Chair of WTO NAMA Negotiations Says Window of Opportunity for Deal Closing

Original Publication Date: 
7 Marzo, 2006
GENEVA -- The chairman of the World Trade Organization's negotiating group on non-agricultural market access (NAMA) warned March 7 that the window of opportunity was rapidly closing for a deal in the sector which would allow the Doha Round to be completed by the end of 2006.

Speaking to reporters, Don Stephenson, the Canadian ambassador chairing the NAMA talks, said that while he was encouraged by the renewed sense of engagement in the negotiations, many outstanding issues remain to be resolved.

Among those issues are the details of the formula for reducing tariffs on industrial goods, the flexibilities to be given to developing countries, and the treatment of "unbound" tariffs, i.e. tariff lines currently exempt from WTO commitments. These three issues will be the focus of the next "NAMA week" of negotiations due to take place the week of March 20.

Stephenson also admitted that WTO members are divided over what they expect to achieve by the end of April, when "modalities" for the sector are due to be finalized.

The Canadian chairman said that while there was no "explicit consensus" on what a modalities deal would cover, a "strong view" exists" that the deal must include an agreement on the formula for reducing industrial tariffs, the figures for determining the actual cuts, and an agreement on how many tariff lines developing countries will be allowed to exempt from the formula cuts.
In contrast, no consensus exists on whether issues such as preference erosion, special treatment for small economies, and special treatment for recently acceded members of the WTO (such as China) must be included as part of the April deal, the chairman said, suggesting a push by some WTO members to push off an agreement on those issues until sometime after April.

Deal in April 'Doable.'

Stephenson stressed that he, like WTO members in general, believe a deal on modalities in April was "doable" and that the Doha Round can be completed in 2006, as mandated by WTO members at the organization's Hong Kong ministerial last December.

However, "it's a very small window in terms of achieving the objectives set out in Hong Kong," Stephenson added. "The amount of work before us is still challenging, and the number of weeks that we have to make progress on key issues is extremely small."

"It is now extremely important that members multiply their consultation processes and that the do that at a bilateral and plurilateral level, as well as in the negotiating group itself," he added.

As the chairman spoke, senior officials from the United States, the European Union, Japan, Brazil, India, and a half-dozen other countries met for talks in Geneva on the NAMA negotiations.

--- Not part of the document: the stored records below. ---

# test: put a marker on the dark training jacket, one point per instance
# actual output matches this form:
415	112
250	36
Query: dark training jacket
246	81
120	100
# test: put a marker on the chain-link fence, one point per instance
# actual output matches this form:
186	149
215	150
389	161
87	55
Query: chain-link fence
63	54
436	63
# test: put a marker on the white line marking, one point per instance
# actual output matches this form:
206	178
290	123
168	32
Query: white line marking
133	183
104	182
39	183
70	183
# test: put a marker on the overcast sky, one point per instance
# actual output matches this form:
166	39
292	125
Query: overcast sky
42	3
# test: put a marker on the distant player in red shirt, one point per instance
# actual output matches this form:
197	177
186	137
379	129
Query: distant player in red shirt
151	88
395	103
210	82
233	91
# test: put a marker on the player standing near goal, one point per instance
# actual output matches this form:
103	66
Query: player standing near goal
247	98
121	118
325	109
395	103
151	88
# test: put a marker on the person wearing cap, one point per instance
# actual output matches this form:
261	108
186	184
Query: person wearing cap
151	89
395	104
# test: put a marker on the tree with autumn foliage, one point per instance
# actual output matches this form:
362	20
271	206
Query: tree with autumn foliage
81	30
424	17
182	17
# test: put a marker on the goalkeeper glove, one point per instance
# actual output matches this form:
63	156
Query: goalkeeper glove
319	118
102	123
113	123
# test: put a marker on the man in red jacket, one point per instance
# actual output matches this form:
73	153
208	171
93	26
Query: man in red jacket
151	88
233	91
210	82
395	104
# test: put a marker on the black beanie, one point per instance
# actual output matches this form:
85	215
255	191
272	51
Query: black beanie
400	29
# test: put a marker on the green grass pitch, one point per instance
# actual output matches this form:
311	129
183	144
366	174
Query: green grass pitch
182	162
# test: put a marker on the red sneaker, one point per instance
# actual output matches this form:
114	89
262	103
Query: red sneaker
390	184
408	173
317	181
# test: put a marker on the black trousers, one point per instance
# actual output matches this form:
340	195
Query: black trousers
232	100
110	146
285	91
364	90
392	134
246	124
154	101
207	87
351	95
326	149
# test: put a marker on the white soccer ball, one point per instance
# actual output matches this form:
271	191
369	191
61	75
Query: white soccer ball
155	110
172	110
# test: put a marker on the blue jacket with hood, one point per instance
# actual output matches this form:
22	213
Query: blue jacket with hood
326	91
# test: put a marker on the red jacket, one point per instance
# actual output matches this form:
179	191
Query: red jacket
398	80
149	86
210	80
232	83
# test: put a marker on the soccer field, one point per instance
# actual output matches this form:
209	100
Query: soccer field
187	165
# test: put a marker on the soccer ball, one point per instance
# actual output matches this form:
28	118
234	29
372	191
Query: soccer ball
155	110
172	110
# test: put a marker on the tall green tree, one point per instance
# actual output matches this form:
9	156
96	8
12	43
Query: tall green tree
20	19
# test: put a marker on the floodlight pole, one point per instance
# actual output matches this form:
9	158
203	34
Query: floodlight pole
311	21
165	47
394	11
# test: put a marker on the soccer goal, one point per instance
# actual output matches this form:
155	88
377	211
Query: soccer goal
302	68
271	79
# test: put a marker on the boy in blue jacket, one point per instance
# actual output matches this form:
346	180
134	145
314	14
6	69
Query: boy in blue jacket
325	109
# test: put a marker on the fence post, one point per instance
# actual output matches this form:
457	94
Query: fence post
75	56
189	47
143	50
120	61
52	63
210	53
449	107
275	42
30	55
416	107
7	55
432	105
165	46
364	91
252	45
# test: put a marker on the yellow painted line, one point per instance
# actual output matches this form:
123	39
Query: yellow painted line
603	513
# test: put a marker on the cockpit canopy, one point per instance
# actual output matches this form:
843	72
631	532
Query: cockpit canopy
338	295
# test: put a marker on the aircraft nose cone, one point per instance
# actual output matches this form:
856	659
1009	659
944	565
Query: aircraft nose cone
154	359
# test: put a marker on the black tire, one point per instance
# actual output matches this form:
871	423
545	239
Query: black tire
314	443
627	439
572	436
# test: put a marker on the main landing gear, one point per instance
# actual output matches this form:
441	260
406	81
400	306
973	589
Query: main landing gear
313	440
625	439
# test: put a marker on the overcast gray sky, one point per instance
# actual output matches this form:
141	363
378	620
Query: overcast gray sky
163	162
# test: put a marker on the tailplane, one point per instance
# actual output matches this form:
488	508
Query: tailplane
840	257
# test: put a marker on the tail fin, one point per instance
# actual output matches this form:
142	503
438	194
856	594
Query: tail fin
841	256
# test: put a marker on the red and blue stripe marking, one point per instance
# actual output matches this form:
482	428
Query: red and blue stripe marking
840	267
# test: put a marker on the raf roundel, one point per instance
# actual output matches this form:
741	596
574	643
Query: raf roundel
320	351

Review of Simulation Results

Officials said the March 7 meeting reviewed the results of simulations circulated by the United States March 3 outlining the potential impact of proposed cuts on the tariff lines of participating countries. The simulations were based on the use of coefficients in the reduction formula ranging between 2-15 for developed countries and 15-40 for developing countries.

While one official said a "good exchange of views" took place at the March 7 meeting, another official speaking on condition of anonymity said no progress was made and that worrisome signs emerged of a hardening of positions between developed and developing countries.

The official said India insisted that the principle of less than full reciprocity in reduction commitments must be an integral part of the modalities deal, as agreed in the August 2004 framework deal for advancing the Doha negotiations, and that this implied greater reduction commitments by developed countries--even though the bound tariff rates of developed countries, and India in particular, are far higher on average than those of developed countries.

Indian officials suggested that if it accepted a reduction coefficient of 20 in the formula--resulting in cuts in bound tariffs of more than 50 percent--developed countries should accept a coefficient around 1, which would essentially reduce tariffs in these countries close to zero. "It was clearly not a useful discussion," said a developed country official.

According to WTO figures, developing country bound tariffs on industrial products average 29 percent, compared with 9 percent among the Quad Group (the United States, European Union, Japan, and Canada). Actual applied rates range from 5.4-6.9 percent among the Quad countries, whereas applied rates among developing countries tend to be much higher (32 percent in India and 14 percent in Brazil).

The NAMA talks will be one item for discussion at a key meeting of trade ministers from the United States, the EU, Japan, Brazil, India, and Australia in London March 10-11.